I concur in this decision only because, as pointed out in the majority opinion, this record is insufficient to show the procedure whereby Dade County qualifies bidders. If the record were sufficient to show that the qualification procedure is such that it tends to increase the cost of the work to the public or violates other established principles of law, I would hold the section of the Code void.

NOTES

[1] Armstrong v. City of Edgewater, Fla. 1963, 157 So. 2d 422; 50 Am.Jur. Statutes § 284.

[2] Robert G. Lassiter & Co. v. Taylor, 99 Fla. 819, 128 So. 14, 69 A.L.R. 689 (1930); Mayes Printing Company v. Flowers, Fla.App. 1963, 154 So. 2d 859.

[3] 10 McQuillin, Municipal Corporations § 29.44 (3rd ed. 1950).

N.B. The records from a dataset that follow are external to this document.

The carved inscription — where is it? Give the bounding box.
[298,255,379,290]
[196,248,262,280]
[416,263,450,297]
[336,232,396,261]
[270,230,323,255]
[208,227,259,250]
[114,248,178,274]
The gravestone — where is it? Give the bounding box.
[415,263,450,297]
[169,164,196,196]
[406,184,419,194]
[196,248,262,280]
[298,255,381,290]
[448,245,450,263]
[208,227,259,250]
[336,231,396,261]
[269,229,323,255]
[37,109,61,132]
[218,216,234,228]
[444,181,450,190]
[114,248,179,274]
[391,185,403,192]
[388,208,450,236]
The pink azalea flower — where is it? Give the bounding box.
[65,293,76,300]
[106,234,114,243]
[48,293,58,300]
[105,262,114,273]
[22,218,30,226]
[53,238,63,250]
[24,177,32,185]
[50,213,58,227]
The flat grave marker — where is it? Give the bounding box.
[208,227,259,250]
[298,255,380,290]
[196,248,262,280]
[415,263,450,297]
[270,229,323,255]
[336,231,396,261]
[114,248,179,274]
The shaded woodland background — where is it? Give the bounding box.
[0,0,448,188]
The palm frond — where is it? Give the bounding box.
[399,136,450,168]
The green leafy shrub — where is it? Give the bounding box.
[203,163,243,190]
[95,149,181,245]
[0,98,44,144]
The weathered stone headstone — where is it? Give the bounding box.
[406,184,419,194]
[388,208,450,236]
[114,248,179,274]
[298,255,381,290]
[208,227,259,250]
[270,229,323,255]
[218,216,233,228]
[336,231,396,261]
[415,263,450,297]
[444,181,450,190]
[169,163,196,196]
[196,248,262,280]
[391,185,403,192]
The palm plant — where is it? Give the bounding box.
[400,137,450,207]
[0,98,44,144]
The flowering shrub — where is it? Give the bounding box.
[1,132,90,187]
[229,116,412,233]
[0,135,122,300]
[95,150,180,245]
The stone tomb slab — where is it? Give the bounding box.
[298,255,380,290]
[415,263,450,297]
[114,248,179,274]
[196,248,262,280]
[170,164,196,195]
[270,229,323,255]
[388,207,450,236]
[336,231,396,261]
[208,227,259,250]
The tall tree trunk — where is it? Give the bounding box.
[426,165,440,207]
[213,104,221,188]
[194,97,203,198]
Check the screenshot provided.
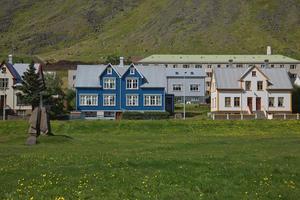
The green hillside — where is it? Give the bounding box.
[0,0,300,62]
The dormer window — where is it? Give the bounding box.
[252,71,256,77]
[107,67,112,75]
[130,67,135,75]
[175,72,179,75]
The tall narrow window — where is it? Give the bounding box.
[269,97,275,107]
[245,81,251,90]
[257,81,263,91]
[234,97,240,107]
[252,71,256,77]
[130,67,135,74]
[0,78,8,89]
[225,97,231,107]
[278,97,284,107]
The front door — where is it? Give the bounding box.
[247,97,253,112]
[256,97,261,111]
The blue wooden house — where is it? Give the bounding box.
[75,64,174,119]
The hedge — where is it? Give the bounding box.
[122,112,170,120]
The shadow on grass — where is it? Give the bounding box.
[47,133,74,139]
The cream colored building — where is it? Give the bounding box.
[0,61,42,116]
[211,66,293,115]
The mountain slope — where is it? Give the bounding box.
[0,0,300,62]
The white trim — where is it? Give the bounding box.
[126,94,139,106]
[103,94,116,106]
[126,77,139,90]
[143,94,163,106]
[103,77,116,90]
[79,94,98,106]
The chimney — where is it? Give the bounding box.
[120,57,124,67]
[8,54,13,64]
[267,46,272,55]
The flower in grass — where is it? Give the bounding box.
[55,197,65,200]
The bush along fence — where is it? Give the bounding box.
[210,113,300,120]
[122,112,170,120]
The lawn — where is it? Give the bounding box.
[0,120,300,199]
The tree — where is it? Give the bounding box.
[43,73,65,119]
[292,85,300,113]
[20,61,44,110]
[65,89,76,111]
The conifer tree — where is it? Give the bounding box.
[20,61,44,110]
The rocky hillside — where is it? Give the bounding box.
[0,0,300,62]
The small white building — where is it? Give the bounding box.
[0,59,43,116]
[211,66,293,115]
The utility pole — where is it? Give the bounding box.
[183,71,187,120]
[1,66,7,121]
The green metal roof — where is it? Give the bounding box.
[139,54,300,64]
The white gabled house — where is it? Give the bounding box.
[211,66,293,115]
[0,58,43,117]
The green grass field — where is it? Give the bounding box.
[1,120,300,199]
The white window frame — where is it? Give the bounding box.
[173,84,182,91]
[0,78,9,89]
[269,97,275,107]
[107,67,113,75]
[103,77,116,90]
[225,97,231,107]
[79,94,98,106]
[126,78,139,90]
[126,95,139,106]
[144,95,162,106]
[130,67,135,75]
[103,94,116,106]
[278,97,284,107]
[190,84,200,92]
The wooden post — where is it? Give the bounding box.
[297,113,299,120]
[227,114,229,120]
[241,114,243,120]
[284,114,286,120]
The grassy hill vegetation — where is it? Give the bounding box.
[0,0,300,62]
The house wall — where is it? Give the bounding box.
[214,68,292,113]
[166,77,205,103]
[76,66,165,113]
[68,70,77,90]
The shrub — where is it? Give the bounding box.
[122,112,170,120]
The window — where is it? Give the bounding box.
[245,81,251,90]
[280,64,284,68]
[103,78,116,89]
[190,72,194,75]
[271,64,274,68]
[261,64,265,68]
[0,78,8,89]
[195,65,202,68]
[234,97,240,107]
[144,95,162,106]
[175,72,179,75]
[107,67,112,74]
[126,78,138,89]
[206,82,211,87]
[173,64,178,68]
[173,84,182,91]
[207,65,212,68]
[257,81,263,91]
[80,95,98,106]
[103,95,115,106]
[269,97,275,107]
[126,95,139,106]
[278,97,284,107]
[217,64,221,68]
[290,65,296,69]
[190,84,200,92]
[291,74,297,78]
[183,64,189,68]
[130,67,135,74]
[72,75,76,80]
[225,97,231,107]
[236,64,243,68]
[252,71,256,77]
[16,94,28,106]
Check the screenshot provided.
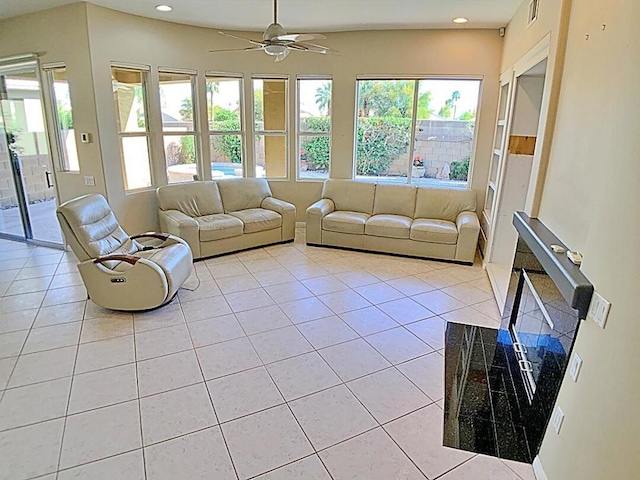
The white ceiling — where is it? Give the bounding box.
[0,0,521,31]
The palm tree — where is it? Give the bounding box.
[451,90,460,119]
[315,82,332,116]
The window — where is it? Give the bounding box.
[158,70,199,184]
[297,78,332,180]
[46,66,79,172]
[355,78,481,188]
[253,77,288,179]
[112,66,152,190]
[206,75,244,178]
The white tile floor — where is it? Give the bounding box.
[0,230,536,480]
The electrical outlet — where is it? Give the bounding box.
[84,176,95,186]
[569,353,583,382]
[587,292,611,329]
[551,406,564,434]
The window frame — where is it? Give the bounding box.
[205,72,246,178]
[157,67,201,184]
[296,76,333,182]
[111,63,154,192]
[251,75,289,180]
[43,63,79,173]
[353,75,483,189]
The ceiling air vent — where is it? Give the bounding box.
[527,0,539,27]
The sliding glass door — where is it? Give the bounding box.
[0,61,63,246]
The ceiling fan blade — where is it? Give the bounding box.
[274,49,291,62]
[218,31,264,46]
[294,42,339,55]
[209,46,265,53]
[275,33,326,42]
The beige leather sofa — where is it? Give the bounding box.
[57,194,193,311]
[157,178,296,259]
[306,180,479,264]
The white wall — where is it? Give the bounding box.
[535,1,640,476]
[503,0,640,478]
[0,3,502,231]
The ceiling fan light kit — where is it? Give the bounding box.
[209,0,337,62]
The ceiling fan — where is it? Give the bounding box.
[209,0,337,62]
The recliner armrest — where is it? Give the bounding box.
[306,198,335,217]
[131,231,190,250]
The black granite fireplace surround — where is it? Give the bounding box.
[443,212,594,463]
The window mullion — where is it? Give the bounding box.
[407,80,420,184]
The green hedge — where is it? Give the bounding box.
[299,116,412,175]
[449,155,470,181]
[356,117,411,176]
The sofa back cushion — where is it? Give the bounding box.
[217,178,272,213]
[322,179,375,214]
[157,181,223,217]
[373,184,417,218]
[414,187,477,222]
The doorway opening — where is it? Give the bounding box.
[0,61,63,247]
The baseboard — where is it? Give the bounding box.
[295,222,306,228]
[533,456,549,480]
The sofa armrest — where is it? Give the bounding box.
[262,197,296,241]
[455,211,480,263]
[159,210,201,259]
[306,199,335,244]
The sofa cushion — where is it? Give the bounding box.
[229,208,282,234]
[410,219,458,244]
[373,184,417,218]
[365,214,412,239]
[196,214,244,242]
[414,187,476,223]
[157,181,224,217]
[217,178,272,213]
[321,179,376,214]
[323,211,370,235]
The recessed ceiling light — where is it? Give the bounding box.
[453,17,468,24]
[156,5,173,12]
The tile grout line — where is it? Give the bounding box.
[53,298,87,480]
[179,286,242,480]
[131,306,148,480]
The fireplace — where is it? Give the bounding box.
[443,212,593,462]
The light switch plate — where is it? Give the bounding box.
[569,353,583,382]
[551,406,564,434]
[587,292,611,329]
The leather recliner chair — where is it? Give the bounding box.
[56,194,193,311]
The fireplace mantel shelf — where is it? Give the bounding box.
[513,212,594,319]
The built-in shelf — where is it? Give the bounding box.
[484,72,513,267]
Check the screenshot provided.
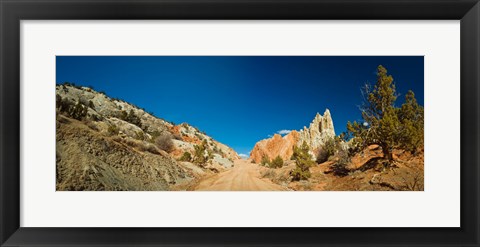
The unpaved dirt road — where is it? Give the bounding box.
[194,159,285,191]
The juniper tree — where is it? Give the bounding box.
[290,141,315,181]
[398,90,424,153]
[347,65,424,162]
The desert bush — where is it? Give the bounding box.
[270,155,284,168]
[120,109,142,128]
[207,149,214,160]
[148,130,161,143]
[260,155,270,166]
[195,133,203,140]
[261,168,290,185]
[261,169,277,179]
[179,151,192,162]
[290,141,315,181]
[56,96,88,121]
[290,166,312,181]
[317,138,336,163]
[347,137,363,156]
[70,102,88,120]
[213,146,225,156]
[193,140,208,165]
[155,131,174,152]
[88,100,95,109]
[330,148,351,177]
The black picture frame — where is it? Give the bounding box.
[1,0,479,246]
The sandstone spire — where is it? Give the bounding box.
[298,109,335,150]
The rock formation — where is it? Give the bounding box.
[249,131,300,163]
[298,109,336,150]
[250,109,336,163]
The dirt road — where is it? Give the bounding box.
[194,159,285,191]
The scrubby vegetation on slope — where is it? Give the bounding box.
[56,83,239,191]
[257,65,424,191]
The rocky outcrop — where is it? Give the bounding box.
[250,131,300,163]
[169,123,239,161]
[56,117,188,191]
[298,109,335,150]
[250,109,336,163]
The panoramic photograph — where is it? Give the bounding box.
[56,56,424,191]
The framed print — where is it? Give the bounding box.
[1,0,479,246]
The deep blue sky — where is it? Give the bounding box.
[56,56,424,156]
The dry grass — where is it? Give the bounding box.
[261,166,292,186]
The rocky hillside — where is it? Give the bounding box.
[56,83,238,191]
[250,109,335,162]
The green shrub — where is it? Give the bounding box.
[207,149,214,160]
[290,166,312,181]
[148,130,161,142]
[260,155,270,166]
[71,102,88,120]
[193,140,208,165]
[317,136,343,163]
[270,155,284,168]
[56,96,88,121]
[120,109,142,128]
[179,151,192,162]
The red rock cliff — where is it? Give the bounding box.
[250,131,300,163]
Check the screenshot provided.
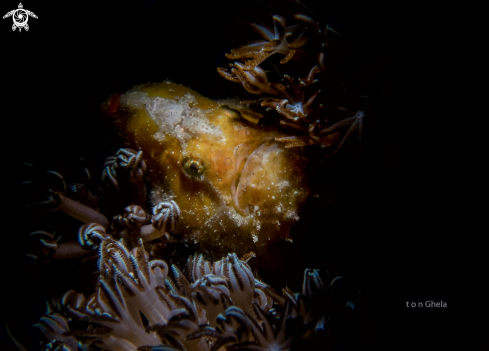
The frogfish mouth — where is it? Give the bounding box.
[103,82,310,253]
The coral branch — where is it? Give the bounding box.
[58,193,109,228]
[217,1,364,152]
[35,235,360,350]
[139,201,181,242]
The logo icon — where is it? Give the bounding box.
[3,3,37,32]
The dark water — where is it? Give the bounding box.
[3,0,483,350]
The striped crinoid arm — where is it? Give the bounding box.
[187,253,213,282]
[150,294,211,351]
[190,274,232,327]
[187,305,252,350]
[34,312,79,350]
[78,223,110,250]
[137,200,181,242]
[97,237,132,277]
[170,263,192,299]
[102,148,147,189]
[216,253,256,319]
[115,239,174,325]
[227,301,292,351]
[63,274,163,349]
[113,205,150,230]
[34,232,356,348]
[283,286,312,325]
[43,238,177,349]
[94,238,174,326]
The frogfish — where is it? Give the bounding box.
[103,82,311,254]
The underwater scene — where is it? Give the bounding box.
[3,0,482,350]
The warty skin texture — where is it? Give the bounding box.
[103,82,310,254]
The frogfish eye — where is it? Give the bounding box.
[182,157,206,177]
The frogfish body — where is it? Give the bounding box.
[103,82,310,254]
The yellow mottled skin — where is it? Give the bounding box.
[103,82,310,254]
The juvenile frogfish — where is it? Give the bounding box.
[103,82,310,254]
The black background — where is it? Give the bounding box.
[2,0,485,350]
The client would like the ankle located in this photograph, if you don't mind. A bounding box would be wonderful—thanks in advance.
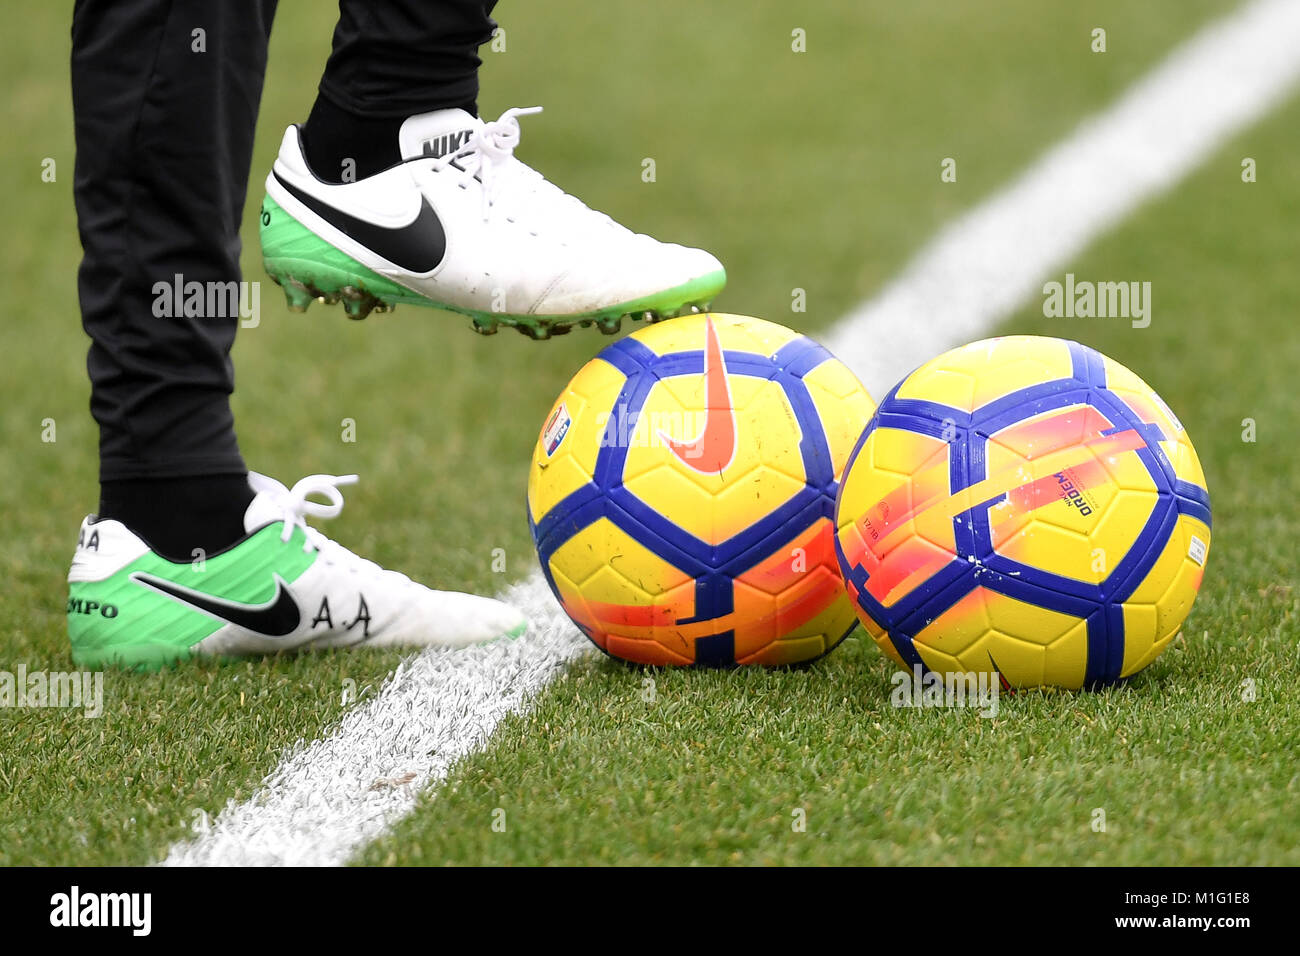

[4] Anderson v. Fuller, 51 Fla. 380, 41 So. 684, 6 L.R.A., N.S., 1026 (1906); 10 McQuillin, op.cit. supra note 3 § 29.48.

[5] William A. Carey & Co. v. Borough of Fair Lawn, 37 N.J. Super. 159, 117 A.2d 140 (1955); Application of Caristo Construction Corp., 30 Misc. 2d 185, 221 N.Y.S.2d 956 (1961) modified on other grounds Carisco Const. Corp. v. Rubin, 15 A.D.2d 561, 222 N.Y.S.2d 998 aff'd 10 N.Y.2d 538, 225 N.Y.S.2d 502, 180 N.E.2d 794; Application of Pipe & Engineering Co., Sup., 220 N.Y.S.2d 175 (1961); Corcoran v. City of Philadelphia, 363 Pa. 606, 70 A.2d 621 (1950); Harris v. City of Philadelphia, 299 Pa. 473, 149 A. 722 (1930).

[6] N.Y.Education Law, McKinney's Consol. Laws, c. 16, § 2556, subd. 12; Application of Caristo Construction Corp., supra note 5.

[7] State ex rel. Kay v. City of Miami, 158 Fla. 26, 27 So. 2d 413 (1946).

[8] J. Turco Paving Contr., Inc. v. City Council of City of Orange, 89 N.J. Super. 93, 213 A.2d 865, 870 (1965).